The smell of cinnamon and dark roast filled the room. Kaein's expression eased, just enough for Lior to notice. That was the thing — he wasn't here to solve the case, or even to understand it. He was here because, somewhere between their first meeting and now, Kaein had become the only person whose quiet mattered to him.

---

Kaein took a slow sip, the heat pulling him a little more into the present. "I don't have time for—"

"Yes, you do," Lior cut in. "One hour. That's all I'm asking. There's a place two blocks away that makes those steamed buns you like."

Kaein should have refused. The case needed him, the evidence wouldn't analyze itself — but the stubbornness in Lior's voice was something he rarely aimed at anyone else.

He stood. "One hour."

---

They walked side by side through streets slick with rain. Shop windows glowed against the gray sky, the air thick with the smell of frying oil and ginger.

Lior kept the pace unhurried, letting Kaein's thoughts settle on their own. He wanted to ask about the past — about things they'd left unsaid in airports, in brief hellos — but when he glanced over, Kaein's eyes had that faraway focus again. The kind that meant he was chasing something in his head.

So he didn't ask.

---

The bun shop was warm, filled with the hiss of steamers and the murmur of conversations.
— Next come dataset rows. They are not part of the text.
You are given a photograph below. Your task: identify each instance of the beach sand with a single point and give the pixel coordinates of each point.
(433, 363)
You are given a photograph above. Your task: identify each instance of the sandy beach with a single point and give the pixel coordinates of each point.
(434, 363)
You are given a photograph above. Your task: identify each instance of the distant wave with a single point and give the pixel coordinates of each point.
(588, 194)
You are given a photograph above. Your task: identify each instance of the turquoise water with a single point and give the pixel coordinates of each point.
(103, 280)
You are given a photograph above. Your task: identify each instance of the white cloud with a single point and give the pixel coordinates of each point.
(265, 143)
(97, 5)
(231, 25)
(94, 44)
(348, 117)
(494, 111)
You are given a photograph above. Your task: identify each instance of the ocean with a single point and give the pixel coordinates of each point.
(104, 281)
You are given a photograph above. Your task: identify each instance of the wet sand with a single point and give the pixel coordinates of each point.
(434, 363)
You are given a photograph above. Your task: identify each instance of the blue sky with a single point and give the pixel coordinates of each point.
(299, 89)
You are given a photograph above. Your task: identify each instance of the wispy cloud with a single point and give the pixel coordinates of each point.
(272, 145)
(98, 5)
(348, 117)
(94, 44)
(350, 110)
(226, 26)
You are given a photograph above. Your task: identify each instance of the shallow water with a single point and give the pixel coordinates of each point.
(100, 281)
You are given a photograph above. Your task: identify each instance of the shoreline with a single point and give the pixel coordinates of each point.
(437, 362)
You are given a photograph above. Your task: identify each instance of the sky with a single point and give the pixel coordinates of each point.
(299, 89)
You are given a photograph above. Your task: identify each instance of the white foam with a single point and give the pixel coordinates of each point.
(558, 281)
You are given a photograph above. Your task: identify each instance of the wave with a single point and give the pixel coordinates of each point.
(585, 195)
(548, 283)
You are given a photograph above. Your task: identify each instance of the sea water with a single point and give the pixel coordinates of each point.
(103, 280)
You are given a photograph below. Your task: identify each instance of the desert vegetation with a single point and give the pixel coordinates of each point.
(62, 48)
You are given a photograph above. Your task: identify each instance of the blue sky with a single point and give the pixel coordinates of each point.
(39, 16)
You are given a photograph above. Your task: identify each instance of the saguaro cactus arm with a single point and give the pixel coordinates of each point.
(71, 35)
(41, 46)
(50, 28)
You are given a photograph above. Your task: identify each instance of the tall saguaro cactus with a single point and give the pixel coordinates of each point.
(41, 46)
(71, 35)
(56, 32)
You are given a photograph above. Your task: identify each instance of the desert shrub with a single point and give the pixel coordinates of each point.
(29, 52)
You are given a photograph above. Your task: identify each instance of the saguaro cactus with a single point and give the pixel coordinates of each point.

They claimed a small table by the window.

Halfway through their first buns, Lior spoke without planning it. "You ever notice how sometimes the answer's in the place no one even bothers to look? Like… everyone's staring at the stage, but the real trick is happening in the wings."

He was talking about a street performer they'd passed earlier, but Kaein's head tilted slightly, like a gear had caught.

The wings. The untouched toolbox. The blood arcs that didn't reach the far corner of the warehouse. He pictured the space again — and there it was. An angle he hadn't considered.

"You just solved something for me," Kaein murmured.

Lior frowned. "I was talking about magic tricks."

"Same thing," Kaein said, finishing his bun.

---

When they stepped back into the rain, Kaein's mind was already running faster. But the cold drops on his face and the steady presence beside him kept him anchored in the moment.

They reached a crosswalk, the light blinking red. Lior glanced at him. "You look better."

Kaein exhaled, almost a laugh. "That's because you bribed me with food."

"Or," Lior said, his voice lighter, "because you remembered the world exists outside your evidence board."

The light turned green. Neither moved right away.

---

Back at the department door, Kaein hesitated. "Thanks. For… showing up."

Lior shrugged like it was nothing, but the corner of his mouth curved. "You'd do the same."

Maybe he would. He didn't say it. Some things didn't need to be spoken to be true.

---

Hours later, Kaein was alone in the evidence room, tracing the new path in his mind. The far corner of the Dockside warehouse. The gap in the arcs. Whatever was hidden there could be the thing they'd missed.

The rain still fell outside, steady as breath. And somewhere in the city, Lior was probably walking home, unaware that a single throwaway comment had just cracked something open.

Kaein allowed himself one last thought before turning back to the files: it wasn't just the case that felt unfinished.